Trinity Professor Receives €1.2 million in Funding for Research into the Memory Systems of the Brain
Posted on: 22 September 2014
Shane O'Mara, Professor of Experimental Brain Research at the Trinity College Institute of Neuroscience has become the first and, to date, only recipient in Ireland of a Senior Investigator Award under the Science Foundation Ireland (SFI), Health Research Board (HRB) and Wellcome Trust Biomedical Partnership, which funds biomedical and clinical research in the Republic of Ireland.
Senior Investigator Awards support exceptional, world-class researchers, who already hold a recognised academic position and whose research will address the most important questions about health and disease.
Professor O'Mara has been given a Joint Award with Professor John Aggleton of the University of Cardiff for their project ‘The Cognitive Thalamus: More than a relay’ concerning how the brain can support memory function. Understanding the structures in the brain that are vital for memory and how they work together is a major challenge. The goals of their research are to understand how interactions between differing brain areas support normal memory. This work will also help understanding what happens when memory is compromised because of brain damage. Through this Award, they will receive total funding of €2.2 million, over a six year period.
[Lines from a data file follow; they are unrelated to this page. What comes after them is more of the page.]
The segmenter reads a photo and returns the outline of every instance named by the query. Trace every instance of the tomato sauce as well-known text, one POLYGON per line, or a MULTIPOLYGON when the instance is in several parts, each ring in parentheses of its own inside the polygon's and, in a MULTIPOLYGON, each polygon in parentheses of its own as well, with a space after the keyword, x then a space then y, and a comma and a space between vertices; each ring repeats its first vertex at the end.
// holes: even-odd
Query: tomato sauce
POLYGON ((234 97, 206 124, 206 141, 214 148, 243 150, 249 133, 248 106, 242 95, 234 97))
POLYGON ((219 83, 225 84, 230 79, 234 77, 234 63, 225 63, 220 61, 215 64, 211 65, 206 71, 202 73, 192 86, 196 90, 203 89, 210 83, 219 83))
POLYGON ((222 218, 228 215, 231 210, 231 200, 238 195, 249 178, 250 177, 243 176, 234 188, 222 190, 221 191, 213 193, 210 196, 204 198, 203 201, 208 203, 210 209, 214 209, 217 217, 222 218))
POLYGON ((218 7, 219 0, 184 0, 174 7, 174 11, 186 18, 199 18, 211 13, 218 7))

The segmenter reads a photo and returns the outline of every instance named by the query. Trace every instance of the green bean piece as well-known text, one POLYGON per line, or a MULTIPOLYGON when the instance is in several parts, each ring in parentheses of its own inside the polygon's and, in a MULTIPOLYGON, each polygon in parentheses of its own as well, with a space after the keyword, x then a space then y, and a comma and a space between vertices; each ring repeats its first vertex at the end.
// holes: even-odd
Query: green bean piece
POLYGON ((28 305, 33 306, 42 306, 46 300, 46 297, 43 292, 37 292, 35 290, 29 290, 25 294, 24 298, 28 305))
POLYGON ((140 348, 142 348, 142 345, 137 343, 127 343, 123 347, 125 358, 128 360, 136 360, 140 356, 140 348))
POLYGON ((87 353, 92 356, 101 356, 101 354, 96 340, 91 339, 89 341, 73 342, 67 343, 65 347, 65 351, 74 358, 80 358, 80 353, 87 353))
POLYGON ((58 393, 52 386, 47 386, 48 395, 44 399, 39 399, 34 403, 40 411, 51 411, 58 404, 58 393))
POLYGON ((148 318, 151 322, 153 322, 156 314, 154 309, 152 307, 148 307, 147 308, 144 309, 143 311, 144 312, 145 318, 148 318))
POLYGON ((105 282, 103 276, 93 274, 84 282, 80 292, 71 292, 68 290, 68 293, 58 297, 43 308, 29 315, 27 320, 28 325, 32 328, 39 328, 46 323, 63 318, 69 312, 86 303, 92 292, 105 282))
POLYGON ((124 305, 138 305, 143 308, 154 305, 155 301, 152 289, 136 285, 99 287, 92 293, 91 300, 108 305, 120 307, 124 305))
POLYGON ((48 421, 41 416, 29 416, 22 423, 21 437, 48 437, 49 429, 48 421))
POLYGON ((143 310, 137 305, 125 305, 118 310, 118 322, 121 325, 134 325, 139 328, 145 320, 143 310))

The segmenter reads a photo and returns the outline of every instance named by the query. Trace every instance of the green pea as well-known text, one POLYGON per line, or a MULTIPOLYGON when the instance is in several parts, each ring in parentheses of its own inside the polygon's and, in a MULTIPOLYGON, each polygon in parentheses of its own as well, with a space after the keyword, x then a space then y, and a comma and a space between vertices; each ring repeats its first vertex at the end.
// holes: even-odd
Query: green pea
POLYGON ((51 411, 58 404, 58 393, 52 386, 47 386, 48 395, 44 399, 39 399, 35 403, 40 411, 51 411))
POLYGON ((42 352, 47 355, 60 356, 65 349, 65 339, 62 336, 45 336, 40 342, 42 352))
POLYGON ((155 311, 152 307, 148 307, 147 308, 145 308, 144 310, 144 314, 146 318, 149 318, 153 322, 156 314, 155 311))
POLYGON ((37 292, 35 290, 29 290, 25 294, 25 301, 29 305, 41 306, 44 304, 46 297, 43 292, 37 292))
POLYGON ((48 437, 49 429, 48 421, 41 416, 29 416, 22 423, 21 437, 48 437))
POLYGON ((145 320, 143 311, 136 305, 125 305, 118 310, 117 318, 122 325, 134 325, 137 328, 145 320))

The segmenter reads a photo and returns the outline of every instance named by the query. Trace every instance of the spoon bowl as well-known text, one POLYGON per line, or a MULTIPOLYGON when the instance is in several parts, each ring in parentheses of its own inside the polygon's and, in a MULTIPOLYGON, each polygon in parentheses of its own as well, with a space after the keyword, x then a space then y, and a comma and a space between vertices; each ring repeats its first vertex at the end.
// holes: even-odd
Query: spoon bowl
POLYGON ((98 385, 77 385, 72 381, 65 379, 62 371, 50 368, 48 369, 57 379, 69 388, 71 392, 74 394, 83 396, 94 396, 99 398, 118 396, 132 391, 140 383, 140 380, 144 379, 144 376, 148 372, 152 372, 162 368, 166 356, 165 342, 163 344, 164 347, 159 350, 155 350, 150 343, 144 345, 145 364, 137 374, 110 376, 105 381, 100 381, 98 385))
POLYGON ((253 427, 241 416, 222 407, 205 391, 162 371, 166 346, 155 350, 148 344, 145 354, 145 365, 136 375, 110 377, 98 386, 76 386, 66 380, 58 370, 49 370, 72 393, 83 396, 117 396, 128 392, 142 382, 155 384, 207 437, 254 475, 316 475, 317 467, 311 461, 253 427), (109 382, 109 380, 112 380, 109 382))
Commenting on his Senior Investigator Award, Professor O’Mara said: “I am delighted to receive this prestigious award, and to be given an opportunity to further my research on the brain systems supporting learning and memory. Through this funding I will be able to focus on understanding why interactions between certain brain systems support normal memory and how, when compromised, they might contribute to disorders of learning and memory. Our ultimate aim is to understand these processes in order to help explain individual differences in healthy memory, and reveal potential new sites of study and intervention for neurological problems affecting memory”.
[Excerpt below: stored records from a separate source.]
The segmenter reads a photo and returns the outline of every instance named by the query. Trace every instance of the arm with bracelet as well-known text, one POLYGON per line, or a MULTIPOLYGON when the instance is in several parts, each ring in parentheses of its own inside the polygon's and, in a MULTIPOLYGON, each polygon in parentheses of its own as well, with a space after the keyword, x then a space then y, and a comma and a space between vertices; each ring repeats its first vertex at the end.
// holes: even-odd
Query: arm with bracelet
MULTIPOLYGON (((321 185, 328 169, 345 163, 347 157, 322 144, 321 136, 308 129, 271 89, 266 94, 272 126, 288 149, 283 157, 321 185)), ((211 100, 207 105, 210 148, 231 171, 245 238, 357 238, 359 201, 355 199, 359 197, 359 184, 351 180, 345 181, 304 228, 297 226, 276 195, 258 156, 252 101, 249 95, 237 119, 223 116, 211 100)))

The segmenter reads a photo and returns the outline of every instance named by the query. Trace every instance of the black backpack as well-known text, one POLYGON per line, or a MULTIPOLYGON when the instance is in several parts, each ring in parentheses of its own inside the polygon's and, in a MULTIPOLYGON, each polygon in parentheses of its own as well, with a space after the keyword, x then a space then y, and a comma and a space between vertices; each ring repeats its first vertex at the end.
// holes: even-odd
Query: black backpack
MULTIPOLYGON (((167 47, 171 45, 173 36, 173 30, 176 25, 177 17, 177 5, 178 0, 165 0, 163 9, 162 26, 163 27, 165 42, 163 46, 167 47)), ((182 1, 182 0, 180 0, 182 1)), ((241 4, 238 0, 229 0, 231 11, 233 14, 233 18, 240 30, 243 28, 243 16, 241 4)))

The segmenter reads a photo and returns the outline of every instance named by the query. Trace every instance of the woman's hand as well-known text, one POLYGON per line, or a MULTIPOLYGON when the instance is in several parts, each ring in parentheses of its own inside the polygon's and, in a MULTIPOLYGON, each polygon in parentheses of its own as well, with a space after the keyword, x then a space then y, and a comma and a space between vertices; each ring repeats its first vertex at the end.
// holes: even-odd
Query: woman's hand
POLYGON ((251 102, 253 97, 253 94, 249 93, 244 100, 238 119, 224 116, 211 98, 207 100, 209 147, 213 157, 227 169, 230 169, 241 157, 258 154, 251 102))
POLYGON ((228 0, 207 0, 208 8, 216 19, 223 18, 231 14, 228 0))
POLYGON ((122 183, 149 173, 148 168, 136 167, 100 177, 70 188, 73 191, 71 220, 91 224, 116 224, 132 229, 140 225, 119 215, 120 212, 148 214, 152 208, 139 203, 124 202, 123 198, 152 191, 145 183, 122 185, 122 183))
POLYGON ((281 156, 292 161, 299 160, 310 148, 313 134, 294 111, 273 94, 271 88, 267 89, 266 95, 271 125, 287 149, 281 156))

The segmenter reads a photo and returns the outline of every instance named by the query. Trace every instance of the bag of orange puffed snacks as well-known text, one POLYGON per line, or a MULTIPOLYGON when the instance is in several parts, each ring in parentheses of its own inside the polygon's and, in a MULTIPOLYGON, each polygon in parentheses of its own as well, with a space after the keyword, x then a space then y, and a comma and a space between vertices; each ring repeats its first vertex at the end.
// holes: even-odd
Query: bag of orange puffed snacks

“Understanding the biological basis of memory is an area of great excitement in contemporary science. Most research on the biological basis of memory has focused on the functioning of a key brain structure called the hippocampus. This structure is about 7-8 cm in length, running from the area underneath the temples to nearly the rear of the brain, just past the ear. Recently, it has become clear that memory also requires activity in brain areas (known as the anterior thalamus) connected to the hippocampus. Damage to these brain areas causes severe and mostly irreversible amnesia. We also know that, via their widespread connectivity, nuclei within the thalamus support these memory networks. We know remarkably little, however, about the nature of thalamic information and how it impacts upon memory”.
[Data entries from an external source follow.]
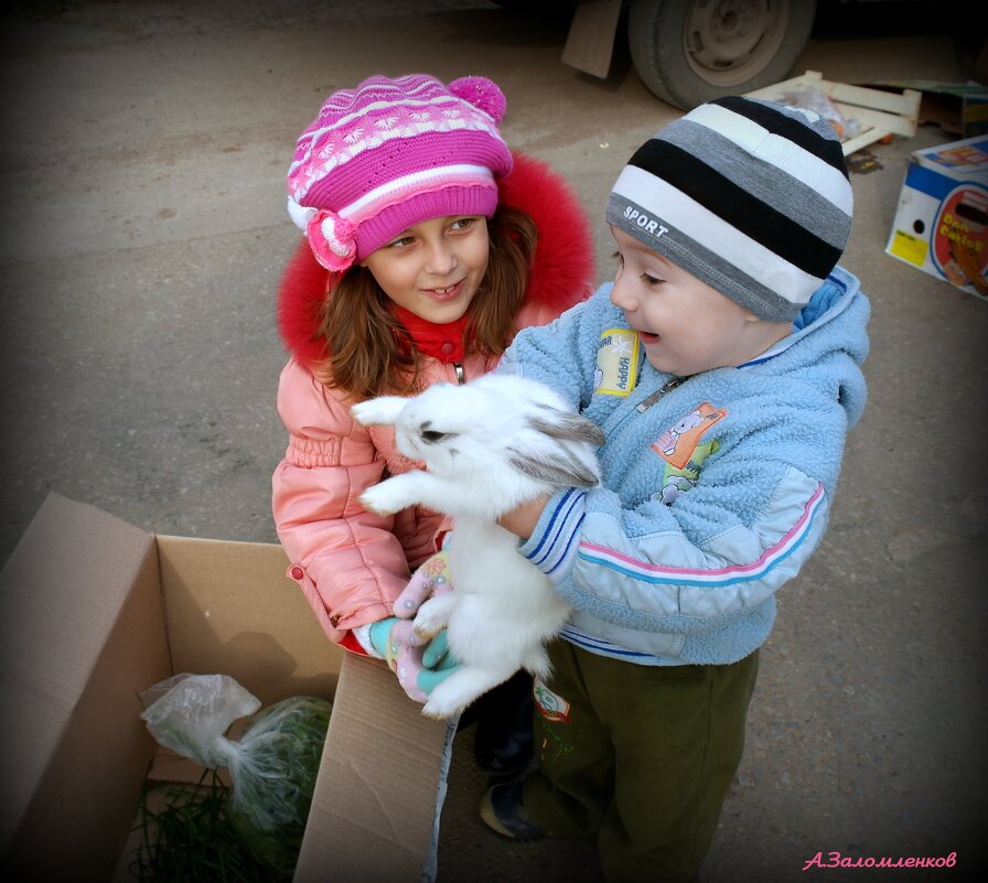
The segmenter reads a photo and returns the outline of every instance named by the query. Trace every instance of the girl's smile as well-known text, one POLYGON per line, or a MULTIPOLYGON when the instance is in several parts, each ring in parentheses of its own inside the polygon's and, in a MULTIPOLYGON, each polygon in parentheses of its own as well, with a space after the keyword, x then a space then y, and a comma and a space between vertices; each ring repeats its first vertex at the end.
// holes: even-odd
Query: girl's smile
POLYGON ((385 294, 419 319, 444 325, 466 312, 487 271, 483 215, 423 220, 369 254, 363 266, 385 294))

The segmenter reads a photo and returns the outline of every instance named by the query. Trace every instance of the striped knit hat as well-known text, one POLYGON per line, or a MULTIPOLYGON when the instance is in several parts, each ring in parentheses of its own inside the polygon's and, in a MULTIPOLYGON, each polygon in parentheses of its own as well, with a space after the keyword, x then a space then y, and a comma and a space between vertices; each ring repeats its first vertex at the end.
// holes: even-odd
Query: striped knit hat
POLYGON ((316 260, 343 271, 422 220, 491 217, 512 169, 505 108, 485 77, 373 76, 331 95, 288 170, 288 213, 316 260))
POLYGON ((631 158, 608 223, 737 301, 791 321, 840 258, 851 185, 834 129, 809 110, 721 98, 631 158))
Professors O'Mara and Aggleton’s research work will be focused on studying how other brain areas play important roles in the formation, maintenance and recall of episodic memories. Under the auspices of this award, they plan to elucidate the pathways that spatial and other information travel to reach the thalamus and to determine the impact of thalamic neurons on memory formation. The ultimate goal of their research is to help explain how networks of brain areas beyond the temporal lobes work with the hippocampus to shape memory. The implications of the work will be to provide a fuller understanding of the brain processes memory, and therefore to assist people suffering from currently intractable amnesias arising from brain damage.